You can explore the spatial autocorrelation in your data by examining the different pairs of sample locations. By measuring the distance between two locations and plotting the difference squared between the values at the locations, a semivariogram cloud is created. On the x-axis is the distance between the locations, and on the y-axis is the difference of their values squared. Each dot in the semivariogram represents a pair of locations, not the individual locations on the map.

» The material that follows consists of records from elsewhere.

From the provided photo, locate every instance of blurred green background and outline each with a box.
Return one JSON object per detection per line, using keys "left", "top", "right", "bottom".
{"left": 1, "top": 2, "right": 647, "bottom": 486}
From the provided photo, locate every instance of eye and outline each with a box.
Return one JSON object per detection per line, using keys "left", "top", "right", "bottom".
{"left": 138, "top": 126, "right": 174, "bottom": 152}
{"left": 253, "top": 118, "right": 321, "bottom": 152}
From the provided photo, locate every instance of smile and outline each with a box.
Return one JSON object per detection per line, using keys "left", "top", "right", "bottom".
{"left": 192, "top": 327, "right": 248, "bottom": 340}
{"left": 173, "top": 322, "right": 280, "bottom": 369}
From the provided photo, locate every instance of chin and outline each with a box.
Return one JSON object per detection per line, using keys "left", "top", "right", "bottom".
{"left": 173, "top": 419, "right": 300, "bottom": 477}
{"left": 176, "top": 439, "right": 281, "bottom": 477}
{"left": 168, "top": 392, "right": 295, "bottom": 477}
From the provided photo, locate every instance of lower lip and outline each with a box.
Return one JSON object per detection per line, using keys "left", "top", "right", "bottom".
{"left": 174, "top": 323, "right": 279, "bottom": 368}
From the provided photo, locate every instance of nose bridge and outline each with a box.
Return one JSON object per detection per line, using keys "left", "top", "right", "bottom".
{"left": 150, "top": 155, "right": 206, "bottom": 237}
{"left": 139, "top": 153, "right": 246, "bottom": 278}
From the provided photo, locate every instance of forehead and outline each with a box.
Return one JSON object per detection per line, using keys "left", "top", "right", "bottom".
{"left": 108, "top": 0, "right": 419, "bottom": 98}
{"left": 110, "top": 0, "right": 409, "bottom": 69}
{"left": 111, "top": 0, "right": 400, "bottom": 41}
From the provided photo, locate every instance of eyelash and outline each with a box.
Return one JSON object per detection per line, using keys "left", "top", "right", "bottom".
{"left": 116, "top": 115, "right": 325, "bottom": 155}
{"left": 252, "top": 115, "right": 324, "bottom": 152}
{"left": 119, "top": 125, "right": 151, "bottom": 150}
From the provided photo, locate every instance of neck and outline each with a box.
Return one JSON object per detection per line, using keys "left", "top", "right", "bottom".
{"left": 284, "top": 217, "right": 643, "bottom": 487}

If spatial correlation exists, pairs of points that are close together (on the far left of the x-axis) should have less difference (be low on the y-axis). As points become farther away from each other (moving right on the x-axis), in general, the difference squared should be greater (moving up on the y-axis). Often there is a certain distance beyond which the squared difference levels out. Pairs of locations beyond this distance are considered to be uncorrelated.

A fundamental assumption for geostatistical methods is that any two locations that have a similar distance and direction from each other should have a similar difference squared. This relationship is called *stationarity*.

Learn more about geostatistical methods that are based on statistical models

Spatial autocorrelation may depend only on the distance between two locations, which is called *isotropy*. However, it is possible that the same autocorrelation value may occur at different distances when considering different directions. Another way to think of this is that things are more alike for longer distances in some directions than in other directions. This directional influence is seen in semivariograms and covariances and is called *anisotropy*.

It is important to look for anisotropy so that if you detect directional differences in the autocorrelation, you can account for them in the semivariogram or covariance models. This in turn has an effect on the geostatistical prediction.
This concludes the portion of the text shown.